On June 21, 2016, Investcorp, a Bahrain-based manager of alternative investment products, announced an agreement with the Corneliani family to acquire a majority stake in their luxury Italian menswear company for an enterprise value of approximately $100 million. The Mantua-based company recorded revenues of €120 million ($147 million) in 2015. Chairman and CEO Carlalberto Corneliani, 84, will cash out alongside his two sons, while his nephews Cristiano and Corrado will retain a minority stake.

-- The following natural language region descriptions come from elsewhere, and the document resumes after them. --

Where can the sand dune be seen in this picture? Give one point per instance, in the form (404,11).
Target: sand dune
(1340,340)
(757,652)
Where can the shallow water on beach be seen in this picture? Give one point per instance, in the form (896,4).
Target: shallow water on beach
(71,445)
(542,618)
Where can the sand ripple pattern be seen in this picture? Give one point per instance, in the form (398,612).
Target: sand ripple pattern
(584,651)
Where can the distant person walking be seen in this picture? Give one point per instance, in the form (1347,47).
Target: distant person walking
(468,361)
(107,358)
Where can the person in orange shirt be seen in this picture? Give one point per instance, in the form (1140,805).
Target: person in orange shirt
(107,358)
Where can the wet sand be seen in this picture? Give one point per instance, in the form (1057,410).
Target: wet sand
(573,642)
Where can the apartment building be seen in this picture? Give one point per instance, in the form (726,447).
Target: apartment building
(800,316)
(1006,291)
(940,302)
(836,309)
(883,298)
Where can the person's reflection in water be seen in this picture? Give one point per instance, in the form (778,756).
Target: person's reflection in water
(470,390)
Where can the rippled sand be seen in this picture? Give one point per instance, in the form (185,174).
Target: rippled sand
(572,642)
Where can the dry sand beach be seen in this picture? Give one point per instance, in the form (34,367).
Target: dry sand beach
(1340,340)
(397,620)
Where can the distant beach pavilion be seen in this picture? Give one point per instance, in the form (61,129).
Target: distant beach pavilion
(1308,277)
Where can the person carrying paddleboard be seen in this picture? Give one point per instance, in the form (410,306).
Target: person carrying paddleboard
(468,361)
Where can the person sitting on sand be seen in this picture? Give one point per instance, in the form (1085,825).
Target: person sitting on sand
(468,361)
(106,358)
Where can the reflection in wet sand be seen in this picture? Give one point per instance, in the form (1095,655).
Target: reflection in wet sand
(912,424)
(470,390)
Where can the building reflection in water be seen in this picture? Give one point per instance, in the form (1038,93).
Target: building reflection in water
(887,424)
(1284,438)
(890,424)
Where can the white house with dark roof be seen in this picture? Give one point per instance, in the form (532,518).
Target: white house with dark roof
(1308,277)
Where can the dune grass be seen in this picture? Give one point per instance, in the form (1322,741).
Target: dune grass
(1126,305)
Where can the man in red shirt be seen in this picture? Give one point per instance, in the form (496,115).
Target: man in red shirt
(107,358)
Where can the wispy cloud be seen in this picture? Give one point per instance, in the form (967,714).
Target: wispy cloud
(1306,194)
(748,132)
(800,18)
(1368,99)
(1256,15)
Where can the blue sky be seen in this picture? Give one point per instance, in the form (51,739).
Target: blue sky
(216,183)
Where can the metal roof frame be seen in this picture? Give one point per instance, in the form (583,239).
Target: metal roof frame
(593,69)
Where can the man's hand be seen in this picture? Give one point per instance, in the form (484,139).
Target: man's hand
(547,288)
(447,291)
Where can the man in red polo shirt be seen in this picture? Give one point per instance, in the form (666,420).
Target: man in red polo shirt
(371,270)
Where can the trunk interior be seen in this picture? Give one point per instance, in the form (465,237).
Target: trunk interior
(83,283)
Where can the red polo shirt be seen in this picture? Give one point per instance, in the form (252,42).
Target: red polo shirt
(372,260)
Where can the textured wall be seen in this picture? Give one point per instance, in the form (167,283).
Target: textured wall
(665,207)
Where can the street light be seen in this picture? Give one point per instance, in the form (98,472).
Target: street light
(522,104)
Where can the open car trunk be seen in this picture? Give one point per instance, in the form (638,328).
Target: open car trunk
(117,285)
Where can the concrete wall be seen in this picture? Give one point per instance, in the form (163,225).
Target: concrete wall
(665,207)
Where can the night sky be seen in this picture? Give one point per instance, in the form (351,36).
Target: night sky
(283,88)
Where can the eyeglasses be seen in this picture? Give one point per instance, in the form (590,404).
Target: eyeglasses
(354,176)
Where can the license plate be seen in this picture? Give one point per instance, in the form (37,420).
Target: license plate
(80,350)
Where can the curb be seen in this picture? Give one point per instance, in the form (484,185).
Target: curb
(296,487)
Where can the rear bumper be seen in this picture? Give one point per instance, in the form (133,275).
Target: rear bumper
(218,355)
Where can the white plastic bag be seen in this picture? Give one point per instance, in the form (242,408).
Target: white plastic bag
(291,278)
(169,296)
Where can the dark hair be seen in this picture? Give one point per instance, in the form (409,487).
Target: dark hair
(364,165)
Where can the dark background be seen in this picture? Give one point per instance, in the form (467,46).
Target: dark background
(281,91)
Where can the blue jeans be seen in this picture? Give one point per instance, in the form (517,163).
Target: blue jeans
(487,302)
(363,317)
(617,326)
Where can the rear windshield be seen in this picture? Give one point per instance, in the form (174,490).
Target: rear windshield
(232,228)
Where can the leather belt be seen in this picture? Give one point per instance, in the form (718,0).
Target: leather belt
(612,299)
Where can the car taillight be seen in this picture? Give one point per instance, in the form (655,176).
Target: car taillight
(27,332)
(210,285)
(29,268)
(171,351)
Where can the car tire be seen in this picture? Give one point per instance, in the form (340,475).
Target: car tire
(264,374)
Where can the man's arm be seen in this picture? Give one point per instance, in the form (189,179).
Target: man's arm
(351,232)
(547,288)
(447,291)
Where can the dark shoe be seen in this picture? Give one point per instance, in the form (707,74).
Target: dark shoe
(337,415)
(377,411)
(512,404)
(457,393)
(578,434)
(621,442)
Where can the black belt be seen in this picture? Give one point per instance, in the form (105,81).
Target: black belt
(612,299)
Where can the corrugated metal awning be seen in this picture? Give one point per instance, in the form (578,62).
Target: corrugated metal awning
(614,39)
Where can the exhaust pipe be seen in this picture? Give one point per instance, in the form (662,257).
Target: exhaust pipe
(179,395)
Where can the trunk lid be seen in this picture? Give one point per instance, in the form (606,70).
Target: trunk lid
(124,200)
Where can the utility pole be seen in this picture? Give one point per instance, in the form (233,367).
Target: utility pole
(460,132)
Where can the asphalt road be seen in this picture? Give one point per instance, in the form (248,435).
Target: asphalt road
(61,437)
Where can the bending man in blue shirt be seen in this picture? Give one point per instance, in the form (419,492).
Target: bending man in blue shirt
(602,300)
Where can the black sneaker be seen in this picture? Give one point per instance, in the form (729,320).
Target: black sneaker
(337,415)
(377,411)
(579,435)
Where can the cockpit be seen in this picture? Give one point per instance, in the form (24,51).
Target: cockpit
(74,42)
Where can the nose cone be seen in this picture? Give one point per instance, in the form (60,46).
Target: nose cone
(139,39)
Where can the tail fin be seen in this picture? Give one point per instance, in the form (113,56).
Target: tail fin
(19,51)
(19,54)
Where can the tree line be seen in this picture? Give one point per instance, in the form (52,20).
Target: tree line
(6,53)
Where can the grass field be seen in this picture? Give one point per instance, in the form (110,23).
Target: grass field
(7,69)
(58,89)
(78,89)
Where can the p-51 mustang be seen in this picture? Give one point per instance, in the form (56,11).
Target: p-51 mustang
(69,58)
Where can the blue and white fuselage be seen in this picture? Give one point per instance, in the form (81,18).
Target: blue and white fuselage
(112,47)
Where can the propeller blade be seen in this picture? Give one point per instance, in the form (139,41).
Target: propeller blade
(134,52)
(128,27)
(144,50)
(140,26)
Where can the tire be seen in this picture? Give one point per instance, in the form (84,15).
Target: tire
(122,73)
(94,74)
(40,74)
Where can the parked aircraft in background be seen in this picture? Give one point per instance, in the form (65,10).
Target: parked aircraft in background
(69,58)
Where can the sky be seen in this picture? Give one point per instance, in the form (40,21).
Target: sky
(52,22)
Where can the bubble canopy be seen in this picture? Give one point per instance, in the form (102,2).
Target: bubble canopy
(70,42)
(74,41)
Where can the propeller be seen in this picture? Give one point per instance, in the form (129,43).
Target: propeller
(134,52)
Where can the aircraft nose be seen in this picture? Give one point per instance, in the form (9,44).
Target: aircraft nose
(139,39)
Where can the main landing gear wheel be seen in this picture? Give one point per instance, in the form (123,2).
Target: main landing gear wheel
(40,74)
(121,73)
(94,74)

The history of Corneliani dates back to the 1930s when Alfredo Corneliani set up a shop making raincoats and jackets. Due to the start of World War II, the business was put on hold. In 1958, Alfredo’s sons Claudio and Carlalberto set up Corneliani SpA. It is now one of the oldest independent luxury brands in Italy.
Corneliani develops most of its own fabrics from the initial selection of fibers, design and color, to the final approval of ideas from among hundreds of samples. Corneliani held the Polo Ralph Lauren license for North America for a number of years beginning in 1998.
Corneliani employs about 1,100 people. Corneliani products are sold in 68 countries through 10 company-operated stores, more than 75 franchise stores, 50 store-in-stores, and some 850 wholesale stores. Investcorp aims to raise Corneliani’s sales to more than $200 million over the next five to six years.
Founded in 1982, Investcorp gained its reputation through investments in the luxury industry. In 1984, it acquired the famous American jewelry and specialty retailer Tiffany & Co. and took the company public in 1987. Other investments included Gucci (1989–1996) and Saks Fifth Avenue (1990–1996).